Nuclear Level Density within Extended Superfluid Model with Collective State Enhancement

TL;DR

This paper enhances the superfluid model for nuclear level densities by incorporating collective state effects, providing tables and systematics for key parameters, and analyzing impacts on gamma-ray spectra and neutron reaction excitation functions.

Contribution

It introduces a modified superfluid model with collective state enhancement factors and provides systematic data and analysis tools for nuclear level density calculations.

Findings

Collective states significantly influence nuclear temperature calculations.

New tables for the asymptotic $a$-parameter and energy shifts are provided.

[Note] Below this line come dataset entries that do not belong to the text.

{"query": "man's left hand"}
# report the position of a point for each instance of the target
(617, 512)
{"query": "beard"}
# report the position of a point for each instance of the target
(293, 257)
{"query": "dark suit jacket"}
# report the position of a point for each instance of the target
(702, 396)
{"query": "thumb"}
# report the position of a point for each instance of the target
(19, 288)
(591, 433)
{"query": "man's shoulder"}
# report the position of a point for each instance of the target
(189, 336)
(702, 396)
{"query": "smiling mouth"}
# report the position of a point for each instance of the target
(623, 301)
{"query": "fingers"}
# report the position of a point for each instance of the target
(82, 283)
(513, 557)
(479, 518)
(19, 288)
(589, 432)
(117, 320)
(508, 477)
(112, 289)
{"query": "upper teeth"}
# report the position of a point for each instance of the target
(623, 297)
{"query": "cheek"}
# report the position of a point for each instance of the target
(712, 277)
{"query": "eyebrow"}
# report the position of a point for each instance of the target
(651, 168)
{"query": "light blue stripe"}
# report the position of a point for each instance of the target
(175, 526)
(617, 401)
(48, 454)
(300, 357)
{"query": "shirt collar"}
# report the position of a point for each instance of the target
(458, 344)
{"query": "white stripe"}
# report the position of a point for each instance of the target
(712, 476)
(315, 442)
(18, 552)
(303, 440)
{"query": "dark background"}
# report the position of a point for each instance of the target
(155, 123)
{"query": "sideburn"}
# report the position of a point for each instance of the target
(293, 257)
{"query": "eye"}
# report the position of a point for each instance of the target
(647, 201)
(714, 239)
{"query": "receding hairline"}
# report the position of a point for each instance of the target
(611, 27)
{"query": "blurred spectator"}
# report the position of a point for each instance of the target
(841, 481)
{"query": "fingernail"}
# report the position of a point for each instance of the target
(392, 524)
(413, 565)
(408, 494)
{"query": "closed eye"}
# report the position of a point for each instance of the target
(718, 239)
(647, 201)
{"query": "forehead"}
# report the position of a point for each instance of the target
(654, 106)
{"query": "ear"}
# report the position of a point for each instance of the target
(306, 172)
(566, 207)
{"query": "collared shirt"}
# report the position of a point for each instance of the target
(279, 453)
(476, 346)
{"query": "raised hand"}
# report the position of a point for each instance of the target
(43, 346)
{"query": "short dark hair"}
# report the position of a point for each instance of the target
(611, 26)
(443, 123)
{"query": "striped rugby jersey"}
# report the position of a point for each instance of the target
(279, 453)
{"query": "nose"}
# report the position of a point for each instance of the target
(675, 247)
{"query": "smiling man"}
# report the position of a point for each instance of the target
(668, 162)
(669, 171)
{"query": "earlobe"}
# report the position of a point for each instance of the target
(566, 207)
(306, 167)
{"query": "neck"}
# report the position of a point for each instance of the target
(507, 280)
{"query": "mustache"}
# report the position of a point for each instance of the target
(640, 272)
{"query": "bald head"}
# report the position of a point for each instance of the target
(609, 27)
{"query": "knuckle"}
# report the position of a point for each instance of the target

The model improves predictions of gamma-ray spectra and neutron reaction excitation functions.

Abstract

For nuclear level densities, a modification of an enhanced generalized superfluid model with different collective state enhancement factors is studied. An effect of collective states on forming the temperature is taken into account. The ready-to-use tables for the asymptotic value of $a$-parameter of level density as well as for addition shift to excitation energy are prepared using the chi-square fit of the theoretical values of neutron resonance spacing and cumulative number of low-energy levels to experimental values. The systematics of these parameters as a function of mass number and neutron excess are obtained. The collective state effect on gamma-ray spectra and excitation functions of neutron-induced nuclear reactions is investigated by the use of EMPIRE 3.1 code with modified enhanced generalized superfluid model for nuclear level density.